Uncoupling Protein 1 (UCP1) is a mitochondrial inner membrane protein primarily expressed in brown adipose tissue (BAT), where it plays a central role in non-shivering thermogenesis. Discovered in the 1970s, UCP1 belongs to the family of mitochondrial anion carrier proteins and is uniquely specialized for heat production. It functions by dissipating the proton gradient across the mitochondrial membrane, uncoupling oxidative phosphorylation from ATP synthesis. This process generates heat instead of chemical energy, making BAT critical for maintaining body temperature in newborns and hibernating mammals.

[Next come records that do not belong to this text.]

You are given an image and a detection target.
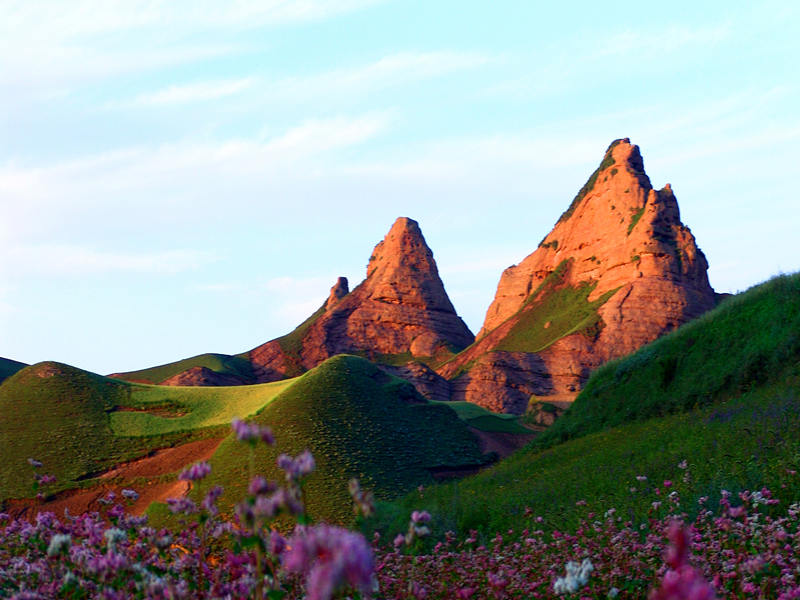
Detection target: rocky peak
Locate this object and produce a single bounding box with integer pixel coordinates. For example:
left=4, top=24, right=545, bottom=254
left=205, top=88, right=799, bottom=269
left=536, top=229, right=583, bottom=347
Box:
left=249, top=217, right=474, bottom=380
left=362, top=217, right=455, bottom=313
left=325, top=277, right=350, bottom=310
left=439, top=138, right=715, bottom=412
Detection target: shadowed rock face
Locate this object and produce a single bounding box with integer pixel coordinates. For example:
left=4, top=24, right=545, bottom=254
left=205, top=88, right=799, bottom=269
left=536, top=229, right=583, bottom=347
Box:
left=159, top=367, right=253, bottom=386
left=249, top=217, right=474, bottom=381
left=438, top=139, right=715, bottom=413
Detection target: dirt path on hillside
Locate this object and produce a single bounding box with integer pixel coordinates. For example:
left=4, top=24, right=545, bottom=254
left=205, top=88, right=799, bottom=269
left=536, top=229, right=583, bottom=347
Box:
left=7, top=438, right=222, bottom=519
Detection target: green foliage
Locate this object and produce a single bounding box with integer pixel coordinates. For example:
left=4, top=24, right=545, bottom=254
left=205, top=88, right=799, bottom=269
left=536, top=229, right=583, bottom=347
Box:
left=432, top=401, right=532, bottom=434
left=372, top=377, right=800, bottom=539
left=0, top=357, right=28, bottom=383
left=496, top=261, right=617, bottom=352
left=465, top=414, right=533, bottom=435
left=536, top=274, right=800, bottom=446
left=369, top=275, right=800, bottom=535
left=198, top=355, right=485, bottom=522
left=628, top=206, right=645, bottom=235
left=110, top=379, right=295, bottom=436
left=558, top=140, right=621, bottom=223
left=0, top=362, right=219, bottom=499
left=112, top=354, right=254, bottom=384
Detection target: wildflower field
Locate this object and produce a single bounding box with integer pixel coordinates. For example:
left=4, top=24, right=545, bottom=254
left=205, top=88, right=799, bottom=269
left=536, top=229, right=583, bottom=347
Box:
left=0, top=276, right=800, bottom=600
left=0, top=421, right=800, bottom=600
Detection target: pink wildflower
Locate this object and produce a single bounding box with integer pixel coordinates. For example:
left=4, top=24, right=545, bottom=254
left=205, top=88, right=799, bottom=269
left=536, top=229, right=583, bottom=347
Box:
left=178, top=461, right=211, bottom=481
left=284, top=524, right=374, bottom=600
left=231, top=419, right=275, bottom=446
left=277, top=450, right=316, bottom=479
left=649, top=521, right=715, bottom=600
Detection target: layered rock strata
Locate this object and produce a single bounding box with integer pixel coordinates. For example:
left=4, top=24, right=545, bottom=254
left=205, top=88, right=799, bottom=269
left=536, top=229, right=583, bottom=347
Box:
left=438, top=138, right=715, bottom=413
left=248, top=218, right=474, bottom=381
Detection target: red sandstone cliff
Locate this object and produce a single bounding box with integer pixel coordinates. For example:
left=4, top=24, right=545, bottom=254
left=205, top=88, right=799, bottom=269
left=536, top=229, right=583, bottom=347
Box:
left=438, top=139, right=715, bottom=413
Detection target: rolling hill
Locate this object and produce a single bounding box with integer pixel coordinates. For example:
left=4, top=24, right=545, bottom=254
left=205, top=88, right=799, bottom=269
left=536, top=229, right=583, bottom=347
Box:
left=190, top=355, right=487, bottom=521
left=0, top=357, right=28, bottom=383
left=371, top=274, right=800, bottom=534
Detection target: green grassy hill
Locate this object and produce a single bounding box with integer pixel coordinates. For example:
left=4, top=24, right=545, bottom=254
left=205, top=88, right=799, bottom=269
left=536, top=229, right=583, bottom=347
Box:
left=0, top=362, right=291, bottom=500
left=198, top=355, right=484, bottom=521
left=109, top=379, right=294, bottom=437
left=0, top=357, right=28, bottom=383
left=536, top=274, right=800, bottom=447
left=369, top=275, right=800, bottom=539
left=114, top=354, right=255, bottom=384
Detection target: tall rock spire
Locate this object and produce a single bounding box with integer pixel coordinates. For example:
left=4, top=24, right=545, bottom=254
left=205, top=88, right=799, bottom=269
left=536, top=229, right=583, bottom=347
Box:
left=248, top=217, right=474, bottom=380
left=439, top=138, right=715, bottom=412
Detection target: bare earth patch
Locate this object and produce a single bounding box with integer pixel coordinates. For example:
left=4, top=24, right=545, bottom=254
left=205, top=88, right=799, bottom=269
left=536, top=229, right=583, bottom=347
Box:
left=7, top=438, right=222, bottom=518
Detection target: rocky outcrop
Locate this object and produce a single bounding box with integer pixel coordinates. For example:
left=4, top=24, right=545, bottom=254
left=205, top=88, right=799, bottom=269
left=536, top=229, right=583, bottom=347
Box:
left=438, top=139, right=715, bottom=413
left=248, top=218, right=474, bottom=381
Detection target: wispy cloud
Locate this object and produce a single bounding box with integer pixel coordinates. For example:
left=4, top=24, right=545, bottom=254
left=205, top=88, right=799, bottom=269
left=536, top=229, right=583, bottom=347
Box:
left=110, top=51, right=492, bottom=108
left=0, top=0, right=382, bottom=98
left=130, top=77, right=254, bottom=107
left=4, top=244, right=214, bottom=277
left=597, top=24, right=731, bottom=58
left=272, top=51, right=491, bottom=98
left=0, top=113, right=391, bottom=247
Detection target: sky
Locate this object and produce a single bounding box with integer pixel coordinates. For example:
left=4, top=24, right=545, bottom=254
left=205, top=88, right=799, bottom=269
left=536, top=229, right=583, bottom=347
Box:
left=0, top=0, right=800, bottom=373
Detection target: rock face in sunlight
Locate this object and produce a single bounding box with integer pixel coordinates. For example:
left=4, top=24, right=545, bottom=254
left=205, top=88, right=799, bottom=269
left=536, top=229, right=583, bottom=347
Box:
left=248, top=217, right=474, bottom=380
left=438, top=139, right=715, bottom=413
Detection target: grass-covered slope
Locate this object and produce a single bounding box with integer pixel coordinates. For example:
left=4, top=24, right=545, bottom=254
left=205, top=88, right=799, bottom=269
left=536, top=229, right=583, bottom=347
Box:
left=114, top=354, right=254, bottom=384
left=495, top=259, right=617, bottom=352
left=368, top=376, right=800, bottom=540
left=373, top=275, right=800, bottom=534
left=110, top=379, right=294, bottom=436
left=0, top=362, right=170, bottom=499
left=432, top=401, right=532, bottom=435
left=536, top=274, right=800, bottom=446
left=0, top=362, right=291, bottom=500
left=201, top=355, right=484, bottom=521
left=0, top=357, right=28, bottom=383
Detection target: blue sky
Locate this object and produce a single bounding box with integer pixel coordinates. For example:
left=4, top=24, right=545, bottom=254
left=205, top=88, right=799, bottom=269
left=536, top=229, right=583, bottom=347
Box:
left=0, top=0, right=800, bottom=373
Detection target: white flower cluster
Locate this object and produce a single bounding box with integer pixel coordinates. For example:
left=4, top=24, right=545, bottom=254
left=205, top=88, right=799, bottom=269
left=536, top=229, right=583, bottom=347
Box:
left=553, top=558, right=594, bottom=594
left=47, top=533, right=72, bottom=556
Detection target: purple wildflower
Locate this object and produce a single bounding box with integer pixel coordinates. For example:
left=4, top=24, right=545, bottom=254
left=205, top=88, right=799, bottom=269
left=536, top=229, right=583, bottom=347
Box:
left=277, top=450, right=316, bottom=480
left=167, top=497, right=197, bottom=515
left=231, top=419, right=275, bottom=446
left=247, top=475, right=278, bottom=496
left=121, top=489, right=139, bottom=502
left=284, top=524, right=374, bottom=600
left=411, top=510, right=431, bottom=523
left=178, top=461, right=211, bottom=481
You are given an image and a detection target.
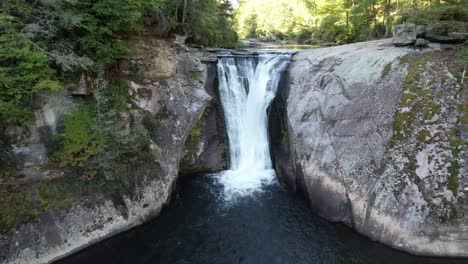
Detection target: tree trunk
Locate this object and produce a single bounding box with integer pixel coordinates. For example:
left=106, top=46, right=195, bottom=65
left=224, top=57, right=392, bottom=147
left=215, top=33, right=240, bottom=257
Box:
left=385, top=0, right=391, bottom=38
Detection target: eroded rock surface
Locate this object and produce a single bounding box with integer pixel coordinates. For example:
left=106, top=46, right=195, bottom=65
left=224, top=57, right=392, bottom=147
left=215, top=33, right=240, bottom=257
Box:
left=0, top=38, right=219, bottom=264
left=283, top=38, right=468, bottom=257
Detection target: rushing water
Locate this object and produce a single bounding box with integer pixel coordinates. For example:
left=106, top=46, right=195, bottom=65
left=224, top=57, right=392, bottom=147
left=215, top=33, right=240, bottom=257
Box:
left=218, top=52, right=290, bottom=200
left=56, top=175, right=467, bottom=264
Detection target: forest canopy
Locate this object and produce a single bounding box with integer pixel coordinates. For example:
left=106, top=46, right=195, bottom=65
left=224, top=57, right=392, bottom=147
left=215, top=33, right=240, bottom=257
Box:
left=235, top=0, right=468, bottom=44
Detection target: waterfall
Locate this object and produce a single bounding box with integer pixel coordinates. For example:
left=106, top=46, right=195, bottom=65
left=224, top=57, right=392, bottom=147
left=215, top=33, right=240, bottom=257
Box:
left=217, top=53, right=291, bottom=199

The interest in UCP1 surged with findings linking its activity to energy expenditure and metabolic health. Studies in the 1990s demonstrated that UCP1-knockout mice lacked adaptive thermogenesis, confirming its essential role. Researchers later explored its potential relevance to obesity and metabolic disorders, as enhanced UCP1 activity could theoretically increase energy expenditure and reduce fat storage.
Recombinant UCP1 proteins are engineered using heterologous expression systems, such as *E. coli* or mammalian cell lines, to produce purified UCP1 for structural, functional, and pharmacological studies. These systems allow large-scale production of the protein while preserving its functional properties, such as proton transport and regulation by fatty acids or purine nucleotides. Advanced techniques like cryo-EM and X-ray crystallography have utilized recombinant UCP1 to resolve its structural dynamics and interaction mechanisms.
Current research focuses on leveraging recombinant UCP1 for drug discovery, particularly for metabolic syndrome, and bioengineering applications, including synthetic biology approaches to induce thermogenesis in non-BAT cells. Challenges remain in stabilizing the protein’s conformation *in vitro* and mimicking its native lipid membrane environment. Nonetheless, UCP1 remains a pivotal target for understanding and manipulating metabolic energy balance.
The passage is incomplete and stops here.